Über die erste #grünecrypto

Martin Leyrer hat die erste „grüne Cryptoparty“ so gar nicht gefallen.

Relativ flott wurde […] aus der „Cryptoparty” ein Thunderbird/Enigmail/Mail.app Installationsworkshop […], der zu mehr Verwirrung als Klarheit führte, weil die VortragenInnen es verabsäumten, im Vorfeld einige Begrifflichkeiten zu erklären, ohne denen man mit den Fragen der Tools bei der Installation natürlich nichts anfangen konnte. […] Nach der Pause wurde über „sicher im Internet” gesprochen, TOR angerissen und noch ein paar andere Themen „bearbeitet”. Auch hier glänzte der Vortragende durch gefährliches Halbwissen bzw. zum Teil sogar falsche Aussagen.

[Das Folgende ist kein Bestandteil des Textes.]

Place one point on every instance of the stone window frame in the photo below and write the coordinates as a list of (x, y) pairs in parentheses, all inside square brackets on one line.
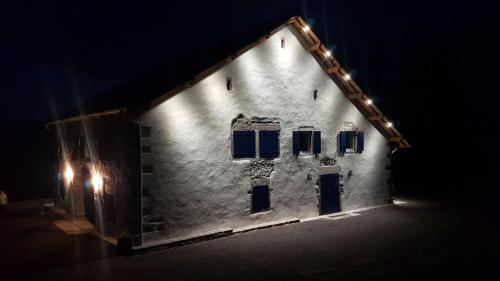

Ich habe diese Cryptoparty aus Neugierde über eine weitere Interpretation des Formats auch besucht, muss aber leider den meisten von Martins Kritikpunkten zustimmen. Schade, denn wo, wenn nicht im Rahmen einer letztendlich dann doch politischen Veranstaltung, kann das auf Cryptopartys vermittelte Wissen zu möglichen Auswirkungen auf politische Entscheidungen führen?